Life disappoints you beyond measure.
Someone you love dies, you lose a job, someone you care about gets sick, you lose a pet, etc. And out of the blue, hopelessness and grief show up for an uninvited, lengthy stay.
And what do we do when the world around us feels as if it’s collapsing and we can’t seem to find a way out?
As it turns out, it’s during these times when things are falling apart that we are given some pretty good opportunities – to show compassion, patience, trust in God and often to demonstrate the difficult ability to simply persevere.
Get Back on the Horse
It’s during these times when the world is crumbling around us that we are provided with not just our most challenging times, but also life-changing times, that, seen later in retrospect, give us those “a-ha” epiphany moments, not to be understood at the time the immense challenges are happening.
Since my mother had her stroke in December, often I have felt paralyzed. It’s honestly the only way I can describe it. For the most part, I have felt an inability to focus on or do anything else unrelated to her recovery. Everything else in my life has not only taken a back seat, it’s probably somewhere in the trunk…buried under the spare tire.
I have felt an inability to devote any time to getting the new design firm I partnered with two colleagues, off the ground.
My book, “The Quest for Virtue” which is ready to be released…is collecting more dust than Miss Havisham’s house.
And although I need to continue helping my mother remain on the road to recovery, I’m tired of feeling paralyzed. It’s time to get back on the horse. Even if the horse does feel like it’s a Clydesdale, with a penchant for tossing its rider off and snickering afterwards.
So many times in life I have learned that when we carry our cross willingly, and patiently, we will find greater strength from carrying that cross. But when we bear it unwillingly, we only make our burdens greater than they already are – yet we still have to bear them. And one who runs away from the cross is only running toward another cross, perhaps even a heavier one.
That has been my life these past six weeks.
Although I fully realize God is calling me to care for my mom, and to be joyful for all that she regains, and accept all that she does not…I have been mentally suffering, wondering how I will do it. How I will bear it. And this has only created more crosses.
And these extra (and weighty) crosses have been constructed from a desire to “run”. Run from the new and more difficult responsibilities of taking care of my mother. Run from what I have been viewing as a burden.
Someone once said – Do not always look to be on the other side of the suffering – as if that is the only place you will find peace and find God again. No. God is to be found in the suffering itself, because that is where He is trying to heal you.
Healing. That is what I need. That’s what we all need.
So, I have decided to put down all the other crosses that I have self-constructed and to trust in God to help me carry the one cross that He gave me.
And the way this works is like this:
Stay with the pain and the struggles. Don’t run from them, don’t try to do anything to avoid them, but face them with courage.
Stay with all of the emotions and sadness. Have the courage to just be with it like you would with a friend who’s suffering. Don’t dwell on it, but don’t run from it either.
Do it in small doses, and with patience. We don’t need to drown in the sadness.
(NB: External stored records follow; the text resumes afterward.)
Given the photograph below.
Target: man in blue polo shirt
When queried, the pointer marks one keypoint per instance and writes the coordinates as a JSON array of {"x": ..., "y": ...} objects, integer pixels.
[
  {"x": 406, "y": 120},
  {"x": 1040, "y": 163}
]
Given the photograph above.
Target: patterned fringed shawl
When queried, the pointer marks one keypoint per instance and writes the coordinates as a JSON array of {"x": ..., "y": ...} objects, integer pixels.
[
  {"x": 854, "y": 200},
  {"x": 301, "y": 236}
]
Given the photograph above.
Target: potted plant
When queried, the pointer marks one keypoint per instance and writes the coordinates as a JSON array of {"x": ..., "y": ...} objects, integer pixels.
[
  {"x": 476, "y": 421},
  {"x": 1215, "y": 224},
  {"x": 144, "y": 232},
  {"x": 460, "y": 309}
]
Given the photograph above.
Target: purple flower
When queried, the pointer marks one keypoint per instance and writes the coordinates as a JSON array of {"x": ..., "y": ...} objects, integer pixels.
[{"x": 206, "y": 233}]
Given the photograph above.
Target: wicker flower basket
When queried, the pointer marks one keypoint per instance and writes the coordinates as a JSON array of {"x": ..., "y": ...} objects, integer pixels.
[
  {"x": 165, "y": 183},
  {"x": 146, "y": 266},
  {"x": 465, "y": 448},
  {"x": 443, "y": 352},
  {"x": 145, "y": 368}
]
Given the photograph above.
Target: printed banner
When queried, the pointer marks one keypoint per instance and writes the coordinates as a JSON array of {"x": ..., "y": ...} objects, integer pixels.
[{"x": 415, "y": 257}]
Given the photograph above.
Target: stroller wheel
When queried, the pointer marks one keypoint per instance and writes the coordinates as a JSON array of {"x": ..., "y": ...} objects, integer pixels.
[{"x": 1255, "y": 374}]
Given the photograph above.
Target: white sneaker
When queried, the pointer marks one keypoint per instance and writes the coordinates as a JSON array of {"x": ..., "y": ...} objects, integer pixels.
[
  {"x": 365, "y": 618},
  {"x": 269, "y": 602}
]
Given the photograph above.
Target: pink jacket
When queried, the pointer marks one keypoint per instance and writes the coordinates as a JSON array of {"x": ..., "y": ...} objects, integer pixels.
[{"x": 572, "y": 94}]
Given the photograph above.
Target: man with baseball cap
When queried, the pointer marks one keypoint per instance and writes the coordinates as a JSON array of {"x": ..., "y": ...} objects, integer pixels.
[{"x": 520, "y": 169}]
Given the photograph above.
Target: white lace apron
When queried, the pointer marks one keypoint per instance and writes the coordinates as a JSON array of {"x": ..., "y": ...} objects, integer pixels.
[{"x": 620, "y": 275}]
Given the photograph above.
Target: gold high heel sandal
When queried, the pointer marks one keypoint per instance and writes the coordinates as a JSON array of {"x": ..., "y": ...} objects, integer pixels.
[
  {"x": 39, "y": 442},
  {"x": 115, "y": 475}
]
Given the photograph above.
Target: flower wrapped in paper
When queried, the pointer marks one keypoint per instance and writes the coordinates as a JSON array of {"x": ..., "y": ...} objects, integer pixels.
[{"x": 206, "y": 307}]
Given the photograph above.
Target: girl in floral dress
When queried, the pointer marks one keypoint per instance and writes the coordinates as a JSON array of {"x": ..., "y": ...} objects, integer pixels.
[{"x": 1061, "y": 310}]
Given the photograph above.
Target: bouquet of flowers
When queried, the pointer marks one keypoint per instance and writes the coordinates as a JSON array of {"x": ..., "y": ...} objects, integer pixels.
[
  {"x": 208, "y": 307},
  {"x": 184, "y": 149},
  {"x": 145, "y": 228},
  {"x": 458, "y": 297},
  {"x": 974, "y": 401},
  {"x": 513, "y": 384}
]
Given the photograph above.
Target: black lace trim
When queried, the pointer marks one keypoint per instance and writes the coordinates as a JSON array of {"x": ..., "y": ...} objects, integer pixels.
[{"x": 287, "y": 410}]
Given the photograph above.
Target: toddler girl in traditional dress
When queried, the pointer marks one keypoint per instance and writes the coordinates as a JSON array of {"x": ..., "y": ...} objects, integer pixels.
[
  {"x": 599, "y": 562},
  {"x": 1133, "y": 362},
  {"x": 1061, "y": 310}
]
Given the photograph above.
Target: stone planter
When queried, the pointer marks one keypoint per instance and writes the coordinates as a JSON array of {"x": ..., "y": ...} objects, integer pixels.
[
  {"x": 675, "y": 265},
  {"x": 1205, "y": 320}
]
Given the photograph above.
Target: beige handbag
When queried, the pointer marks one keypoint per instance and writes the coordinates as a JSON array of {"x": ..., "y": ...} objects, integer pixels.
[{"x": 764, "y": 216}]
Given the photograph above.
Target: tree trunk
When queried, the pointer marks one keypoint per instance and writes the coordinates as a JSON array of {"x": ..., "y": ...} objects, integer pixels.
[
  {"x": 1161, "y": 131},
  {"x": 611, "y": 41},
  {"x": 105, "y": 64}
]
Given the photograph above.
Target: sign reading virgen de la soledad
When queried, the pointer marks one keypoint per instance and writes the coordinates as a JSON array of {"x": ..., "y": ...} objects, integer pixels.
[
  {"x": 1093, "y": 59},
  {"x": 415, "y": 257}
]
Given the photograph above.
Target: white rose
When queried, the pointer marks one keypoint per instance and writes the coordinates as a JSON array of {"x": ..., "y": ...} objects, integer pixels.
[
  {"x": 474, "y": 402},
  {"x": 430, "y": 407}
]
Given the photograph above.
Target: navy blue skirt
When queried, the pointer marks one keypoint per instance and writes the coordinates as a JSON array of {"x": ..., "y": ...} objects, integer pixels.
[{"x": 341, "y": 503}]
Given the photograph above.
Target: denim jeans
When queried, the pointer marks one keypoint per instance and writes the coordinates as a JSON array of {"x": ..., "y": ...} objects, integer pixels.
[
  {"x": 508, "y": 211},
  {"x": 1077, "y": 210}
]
Pray and give everything to God: your concerns, your heartache, even your helplessness. Give it to God through your prayer, and then let it go.
Just Do the Best That You Can Do
Eventually, you will overcome the feelings of sadness and despair, and realize that with God’s help, you will be given the strength and the courage to deal with them and the world won’t end.
When we try to solve our daily problems and remedy our troubles on our own, without prayer and trust in God, it will usually only end in a deep frustration.
I am going to start living this more, so that I can remove myself from despair and feeling paralyzed…so that I may get back on the horse, and continue living my life as God intended for me, and for everyone.
It’s time for me dust off some areas of my life that have long been neglected, and put God back in the driver’s seat.